Do you know your capacity from your consent?
Few researchers have looked at the consent processes for patients who require radiotherapy treatment but are considered to lack the mental capacity to consent for themselves and no published research has identified the education practices surrounding consent and capacity for therapeutic radiographers working in radiotherapy departments. This research provides the UK context for both. As part of my MSc dissertation a survey evaluation was sent to all radiotherapy departments in the UK asking an appropriate therapeutic radiographer to answer a short survey in 3 sections:
- General consent
- Departmental practices for those patients who are considered to lack the mental capacity to consent
- Therapeutic radiographer education and training
Results demonstrated that clinician and/or health professional judgement were the most frequent methods used to determine if a patient had the capacity to consent for their radiotherapy treatment compared with more formal capacity assessment tools. Free text comments identified time constraints and competence with using formal capacity assessment tools. The Mental Capacity Act (MCA) 2005 state that a person is unable to make a decision for themselves if they are unable to do one of the following things:
- Understand information given to them
- Retain that information long enough to be able to make the decision
- Weigh up the information available to make the decision
- Communicate their decision – this could be by talking, using sign language or even simple muscle movements such as blinking an eye or squeezing a hand.
Good practice indicates that friends/carers of that patient should also be involved in the decision-making process plus other health care professionals/clinicians as needed with the outcome recorded on a separate ‘best interests’ consent form. Results of the research demonstrated these processes were being followed in many departments within the UK, fully inclusive of the guidance with the patient at the heart of the decision-making process. Nevertheless, some departments reported practices that did not utilise a separate consent form for those who lacked the capacity to consent.

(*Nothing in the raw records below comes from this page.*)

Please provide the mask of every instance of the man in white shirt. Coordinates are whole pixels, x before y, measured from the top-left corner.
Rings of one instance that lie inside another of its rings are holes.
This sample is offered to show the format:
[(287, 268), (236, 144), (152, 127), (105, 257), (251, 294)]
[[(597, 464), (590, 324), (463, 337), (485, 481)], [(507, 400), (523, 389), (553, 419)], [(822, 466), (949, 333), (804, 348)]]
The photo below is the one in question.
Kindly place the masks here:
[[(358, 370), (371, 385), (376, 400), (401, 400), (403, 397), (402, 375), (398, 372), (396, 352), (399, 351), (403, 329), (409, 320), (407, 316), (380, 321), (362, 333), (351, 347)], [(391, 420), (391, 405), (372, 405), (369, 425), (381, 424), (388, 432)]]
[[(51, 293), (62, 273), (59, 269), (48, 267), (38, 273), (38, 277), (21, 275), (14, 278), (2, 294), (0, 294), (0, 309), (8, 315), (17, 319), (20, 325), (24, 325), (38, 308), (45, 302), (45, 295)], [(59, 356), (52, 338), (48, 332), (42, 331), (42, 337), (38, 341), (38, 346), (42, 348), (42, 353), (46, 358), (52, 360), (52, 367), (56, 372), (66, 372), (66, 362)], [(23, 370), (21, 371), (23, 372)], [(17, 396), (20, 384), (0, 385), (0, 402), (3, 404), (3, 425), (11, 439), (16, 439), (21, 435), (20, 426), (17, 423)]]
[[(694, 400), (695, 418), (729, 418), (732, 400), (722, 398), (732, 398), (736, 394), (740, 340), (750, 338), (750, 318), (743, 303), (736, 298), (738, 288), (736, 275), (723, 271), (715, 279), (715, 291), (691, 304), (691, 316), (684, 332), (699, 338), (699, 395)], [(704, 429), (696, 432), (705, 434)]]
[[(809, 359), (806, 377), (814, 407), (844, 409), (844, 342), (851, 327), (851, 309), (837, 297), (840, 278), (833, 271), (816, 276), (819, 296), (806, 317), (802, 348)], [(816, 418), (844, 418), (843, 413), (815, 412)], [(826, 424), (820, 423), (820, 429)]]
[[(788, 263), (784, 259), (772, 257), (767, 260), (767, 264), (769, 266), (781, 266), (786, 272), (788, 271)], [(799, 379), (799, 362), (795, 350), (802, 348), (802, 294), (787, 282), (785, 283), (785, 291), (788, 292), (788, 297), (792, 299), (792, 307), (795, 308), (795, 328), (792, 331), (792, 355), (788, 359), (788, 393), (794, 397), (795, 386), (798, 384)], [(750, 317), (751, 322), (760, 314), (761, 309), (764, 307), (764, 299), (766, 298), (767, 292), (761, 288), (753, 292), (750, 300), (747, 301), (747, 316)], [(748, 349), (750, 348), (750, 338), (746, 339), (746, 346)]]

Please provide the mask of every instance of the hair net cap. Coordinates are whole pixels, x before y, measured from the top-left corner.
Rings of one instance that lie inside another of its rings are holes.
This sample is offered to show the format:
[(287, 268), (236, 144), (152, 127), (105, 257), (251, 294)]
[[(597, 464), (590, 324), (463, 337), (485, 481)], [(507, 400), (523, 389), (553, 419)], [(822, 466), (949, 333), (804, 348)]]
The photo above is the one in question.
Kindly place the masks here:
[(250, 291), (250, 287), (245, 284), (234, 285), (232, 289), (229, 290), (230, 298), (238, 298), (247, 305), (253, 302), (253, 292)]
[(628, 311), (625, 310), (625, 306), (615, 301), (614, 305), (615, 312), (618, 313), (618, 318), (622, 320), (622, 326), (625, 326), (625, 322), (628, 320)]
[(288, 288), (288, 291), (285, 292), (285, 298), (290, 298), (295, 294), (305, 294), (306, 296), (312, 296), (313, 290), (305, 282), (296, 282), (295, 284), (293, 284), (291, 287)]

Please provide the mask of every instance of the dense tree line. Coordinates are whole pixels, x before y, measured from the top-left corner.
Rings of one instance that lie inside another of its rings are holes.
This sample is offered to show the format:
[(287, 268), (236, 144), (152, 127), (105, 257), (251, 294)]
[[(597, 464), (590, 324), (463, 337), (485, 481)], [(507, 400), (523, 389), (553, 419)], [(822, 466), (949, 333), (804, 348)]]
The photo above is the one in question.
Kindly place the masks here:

Education and training varied across the UK with 42% of departments that responded identifying that therapy radiographers do not undergo any training in consent processes. For those departments that have education and training in place for consent and capacity there was no consistency in the frequency that therapy radiographers underwent training; some departments ensuring mandatory annual training with other departments reporting their training as optional. The departments who did not have separate consent forms for those who lack capacity did not have any training in consent and capacity for therapy radiographers.
Many therapy radiographers do not routinely obtain consent; but understanding the importance of consent and having due regard for capacity is set out in our standard of proficiency for radiographers and something I am passionate about. If we really think about it, for a patient having a course of radiotherapy treatment after confirmation of consent is completed at fraction one, we identify the patients implied consent for every subsequent treatment as they lie down on the treatment couch. We also are effectively assessing their capacity, having the appropriate knowledge and understanding in this area is essential to give not only excellent care to our patients but meet our standards of proficiency. Following the outcomes of this research, I am currently working on specialist consent and capacity awareness training for therapy radiographers using clinical reasoning trees utilising my clinical experiences and the experiences of other therapeutic radiographers. I will be presenting this work at the Annual Cancer Care Conference, Liverpool in October.
The paper ‘Departmental practice on informed consent in radiotherapy departments: a UK evaluation‘, is available as part of the Journal of Radiotherapy in Practice Editors’ Choice collection.